Slashdot Mirror


User: nrabinowitz

nrabinowitz's activity in the archive.

Stories
0
Comments
4
First seen
Last seen
Profile
(view on slashdot.org)

Comments · 4

  1. armchair humanitarians on Google.org to Spend an Initial $1.1 Billion · · Score: 1

    It may surprise a number of folks in this thread that there's a rather large community of people who spend their whole lives trying to figure out how to turn money into sustainable development. So all the "what we really need to do is teach the poor civics/give them farm tools/train them to fish" comments are a little late, by maybe forty years.

    Where Google has a chance to make a serious difference is not simply by pumping money into development programs, and their hiring choice shows they know it. Google has something no major NGO has: a vast supply of world-class tech resources. IMHO, they should leverage what they've already built to make powerful tools for humanitarian use: adapting Google Earth or Google Maps to make a rapid assessment tool for emergencies, for example. As someone who's worked for several big NGOs and watched them struggle with their tech needs, it seems to me that the best way for Google to change the world might be to help existing organizations who do successful development work (and yes, you cynics, they do exist) by doing what Google.com does best - setting up incredibly stable, well-thought-out, easy-to-use tools to improve some of the key humanitarian challenges, such as assessing need, identifying and fixing problems in a distribution chain, or measuring the impact of development work on a large scale in real time. In addition to making a significant philanthropic impact, such a move would also promote the Google brand, thus adding (you guessed it) shareholder value.

  2. But is it art? on Need A Few Post-Its Around The Office? · · Score: 1

    Everyone on ./ seems to have a friend who's done this with post-its - but it takes cheetos to make you an acclaimed artist.

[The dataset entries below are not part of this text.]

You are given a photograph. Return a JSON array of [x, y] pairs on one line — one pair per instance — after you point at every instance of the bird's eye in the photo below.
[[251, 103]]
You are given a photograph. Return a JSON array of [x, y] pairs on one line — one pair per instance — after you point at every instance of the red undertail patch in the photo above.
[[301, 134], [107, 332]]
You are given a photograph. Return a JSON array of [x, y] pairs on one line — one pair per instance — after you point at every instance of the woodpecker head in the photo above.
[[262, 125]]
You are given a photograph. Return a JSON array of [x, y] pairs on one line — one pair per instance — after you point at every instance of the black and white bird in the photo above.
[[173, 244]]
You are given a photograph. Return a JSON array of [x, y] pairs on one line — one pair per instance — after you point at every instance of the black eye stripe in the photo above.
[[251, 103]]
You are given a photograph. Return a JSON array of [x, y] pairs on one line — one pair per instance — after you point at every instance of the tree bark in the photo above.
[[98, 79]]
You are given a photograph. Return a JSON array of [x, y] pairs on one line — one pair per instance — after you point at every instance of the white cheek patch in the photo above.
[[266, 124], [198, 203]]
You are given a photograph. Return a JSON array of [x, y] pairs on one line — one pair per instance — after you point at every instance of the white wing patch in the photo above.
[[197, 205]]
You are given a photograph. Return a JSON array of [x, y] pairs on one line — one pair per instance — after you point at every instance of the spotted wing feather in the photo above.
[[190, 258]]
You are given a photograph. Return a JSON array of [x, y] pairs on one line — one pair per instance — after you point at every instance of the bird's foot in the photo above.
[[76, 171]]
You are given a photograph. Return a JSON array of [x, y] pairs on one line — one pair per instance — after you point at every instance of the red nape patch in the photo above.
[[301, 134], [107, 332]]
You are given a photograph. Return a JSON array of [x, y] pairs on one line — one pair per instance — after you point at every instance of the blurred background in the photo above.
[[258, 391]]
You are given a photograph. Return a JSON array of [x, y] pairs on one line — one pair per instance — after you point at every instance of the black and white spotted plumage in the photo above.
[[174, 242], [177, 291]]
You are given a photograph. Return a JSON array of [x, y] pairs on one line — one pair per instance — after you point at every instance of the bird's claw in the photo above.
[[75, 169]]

  3. Re:It's been done on The Novel as Software · · Score: 2, Interesting

    As in the Griffin and Sabine books, the key here is not the form of the story, but the medium - the reason that G+S were interesting was not really the writing (which was was well-done but nothing special) but the artwork and the physical nature of the medium. Holding someone's letter and reading it is actually quite a different experience from reading the same text in a book - you're presented not with the story of someone's life, but with physical objects from that life.

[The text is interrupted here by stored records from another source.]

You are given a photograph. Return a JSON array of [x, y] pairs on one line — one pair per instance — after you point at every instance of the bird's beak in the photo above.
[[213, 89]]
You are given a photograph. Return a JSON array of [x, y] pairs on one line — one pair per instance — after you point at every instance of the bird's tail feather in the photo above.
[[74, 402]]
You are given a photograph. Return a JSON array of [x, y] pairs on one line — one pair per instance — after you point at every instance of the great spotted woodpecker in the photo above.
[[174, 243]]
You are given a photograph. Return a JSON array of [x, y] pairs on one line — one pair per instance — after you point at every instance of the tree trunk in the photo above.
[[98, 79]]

    In the same way, I can see that the on-screen email epistolary novel could give you the same immersive feeling. But it's not a new genre, it's just a slightly new medium. It's still an epistolary novel, just presented in a form meant to make it more immersive.

    As a sidenote, Nick Bantock, the writer/illustrator of the G+S books, also did a ook called the Venetian's Wife, in which most of the messages are emails. IMHO, this book was significantly less successful than G+S - the paper medium, entirely appropriate for the G+S letters and postcards, just looked foolish when applied to email. I can see how the software-based medium might be a really good choice for this kind of work.

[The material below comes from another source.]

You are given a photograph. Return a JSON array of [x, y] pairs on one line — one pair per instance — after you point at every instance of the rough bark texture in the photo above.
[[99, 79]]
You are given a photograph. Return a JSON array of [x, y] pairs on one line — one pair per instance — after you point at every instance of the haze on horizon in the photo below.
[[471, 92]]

    All that said, I agree with the parent post that this is primarily a one-shot gimmick. I don't foresee many (read: any) real writers adopting this medium, which bodes ill for the DEN software biz.

  4. the role of governments on What Should a Documentary Filmmaker Ask About Offshoring? · · Score: 1

    The main question I always come back to on the subject of outsourcing is: What is the appropriate role of the various governments involved?

    If trade is entirely free, then the natural trend is a "race to the bottom", in which companies compete to offer the lowest-cost product or service, often discarding any economically non-viable concepts like workers' rights or fair pay in the process. This maximizes profits for the company purchasing the service, but everyone else (the service provider, the actual workers, and all the companies that lost the race to the bottom) are unfairly exploited at best.

    On the other hand, if governments are too closely involved in the economic exchange, applying protectionist policies and adding barriers to free trade, they risk denying companies in both countries the benefits of new jobs, increased profits, and general economic development.

    So far, governments don't seem to have found a balance in this scenario. The WTO ought to be helping - this seems to be the very purpose for which it was created - but in practice it is run by the wealthy countries, and has largely failed to protect or aid less developed countries in the process of globalization, often enforcing economic policies that are actually detrimental to emerging economies.

    So what's the proper role of government in this issue?